Doug Flynn, the the co-founder of hybrid firm Flynn Zito Capital Management, agreed that preventing brokers from calling themselves advisers could help clear up investor confusion and improve perception of brokers.

“I’m on the record saying there’s nothing wrong with being a broker, and to stop confusion, stop people who are brokers from calling themselves advisers,” Mr. Flynn said. “Right now it’s just so blurred.”

(More: SEC advice rule raises bar for brokers by putting ‘best interest’ on table)

Glenn Wiggle, a managing partner of Peak Brokerage Services, believes that the industry should be held to a uniform standard, and said it’s been difficult for independent broker-dealers to navigate the various levels of suitability and best interest. The SEC, Mr. Wiggle said, is the right agency to provide the standard.

He also thinks the SEC’s proposal is an improvement on the Department of Labor’s fiduciary rule, which Mr. Wiggle said went “way over the top” when it came to conflicts of interest.

“Ultimately it was just way overbearing … an almost impossible standard to get to,” Mr.

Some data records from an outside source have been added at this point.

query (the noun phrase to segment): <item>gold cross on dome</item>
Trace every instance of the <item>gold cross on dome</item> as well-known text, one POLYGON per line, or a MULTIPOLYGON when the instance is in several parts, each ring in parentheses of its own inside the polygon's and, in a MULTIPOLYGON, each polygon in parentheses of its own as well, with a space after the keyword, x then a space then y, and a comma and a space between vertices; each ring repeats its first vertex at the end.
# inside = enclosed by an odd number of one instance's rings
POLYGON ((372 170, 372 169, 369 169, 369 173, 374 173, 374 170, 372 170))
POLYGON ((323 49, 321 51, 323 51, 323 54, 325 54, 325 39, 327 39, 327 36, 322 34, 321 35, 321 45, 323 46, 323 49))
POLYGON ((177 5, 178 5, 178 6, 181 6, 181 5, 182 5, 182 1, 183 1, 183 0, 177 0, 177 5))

Wiggle said, noting how some firms has simply closed up or sold their brokerage business because the threat of a lawsuit just wasn’t worth the risk. “The DOL rule was really not well thought out. I welcome this replacement to it from the SEC.”

Mr. Wiggle said he doesn’t really mind a rule on who can describe themselves as an “adviser” as opposed to a “broker,” but doesn’t think it will do much in terms of providing clarity to investors. Between insurance agents and registered reps and dual-registered brokers and RIAs, clients are confused enough to begin with.

“I don’t blame them for attempting, I guess,” Mr. Wiggle said. “Things like targeting broker-dealers not being able to use ‘adviser’ in some cases muddies the water more instead of making it clearer.”

Senior columnist Jeff Benjamin contributed to this story.